Die Bedeutung der Rendite für Unternehmen

Bei Unternehmen wird die Rentabilität anhand von Kennzahlen messbar. Besonders hervorzuheben ist hier ebenfalls die Eigenkapitalrentabilität. Denn die sagt aus, wie sehr sich das Eigenkapital durch die Gewinne verzinst. Die Berechnung ist noch einmal komplizierter, da viele Faktoren und unterschiedliche Kosten hineinspielen. Außerdem ist die Berechnung „manipulierbar“, denn ist die Eigenkapitalquote gering, steigt die Rentabilität automatisch. Allerdings steigt damit ebenfalls das Risiko.

Inflation und Rendite

Selbst wenn man 2% Rendite pro Jahre erwirtschaften kann, kann das ein realistisches Minus in der Kasse bedeuten. Nämlich dann, wenn wir die Steuern und die Inflation einbeziehen. Auf die meisten Anlagen in Deutschland wird die Kapitalertragsteuer fällig. Der Einfachheit halber rechnen wir damit. Sie beträgt 25% zzgl. Soli. Also insgesamt 26,38% wenn keine Kirchensteuer anfällt. Ziehen wir die schon einmal von unseren 2% ab, landen wir bei einer Rendite von guten 1,47%.

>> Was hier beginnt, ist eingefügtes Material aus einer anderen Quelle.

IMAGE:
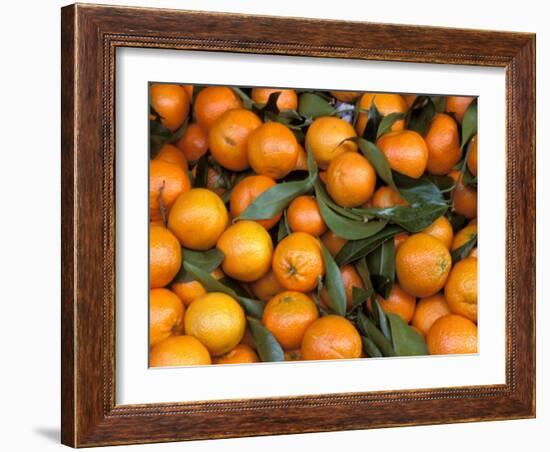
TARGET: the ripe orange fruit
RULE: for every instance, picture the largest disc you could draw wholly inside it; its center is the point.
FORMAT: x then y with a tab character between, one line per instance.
464	198
387	197
304	216
385	104
247	249
287	316
216	320
198	218
166	181
287	100
442	230
406	152
331	337
212	102
241	354
171	103
458	105
272	150
194	142
443	144
246	192
164	256
228	138
461	288
422	265
350	179
179	351
166	313
452	334
298	262
325	135
428	310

Jetzt müssen wir noch die Inflation einbeziehen. Hierbei handelt es sich um den Verlust der Kaufkraft. Kurz: Wenn ich mir jetzt für 100,- Euro 100 Äpfel kaufen kann, bekomme ich bei einer Inflation von 2% nach einem Jahr für den gleichen 100,- Euro-Schein nur noch 98 Äpfel.

Die EZB hätte gern einen Wert von knapp unter 2% Inflation um die Wirtschaft stabil zu halten. Im August 2017 lag die Inflationsrate bei ca. 1,8%. Wir hätten also bei unserer prima Geldanlage mit 2 % netto gar keine Rendite mehr, sondern einen realen Verlust von 0,33%.

Um also wirklich Gewinn zu machen, müsste man eine höhere Rendite erwirtschaften, und das, obwohl wir mit 2% bereits über der Inflation lagen. Wenn wir jetzt noch die sicheren Anlagen miteinander vergleichen, stellen wir fest, dass es fast nicht einmal möglich ist, die Kaufkraft des gesparten Geldes zu erhalten. Bei einer Inflation von 1,8% jährlich würden meine 100 Äpfel in 50 Jahren schon 244,- Euro kosten. Steuern habe ich hier nicht berücksichtigt, da wir den jährlichen Freibetrag ausnutzen. Nehmen wir einen realistischen Zins von 0,1% auf einem Sparkonto, hätten wir in 50 Jahren genau 105,04 Euro auf dem Konto…traurig, was?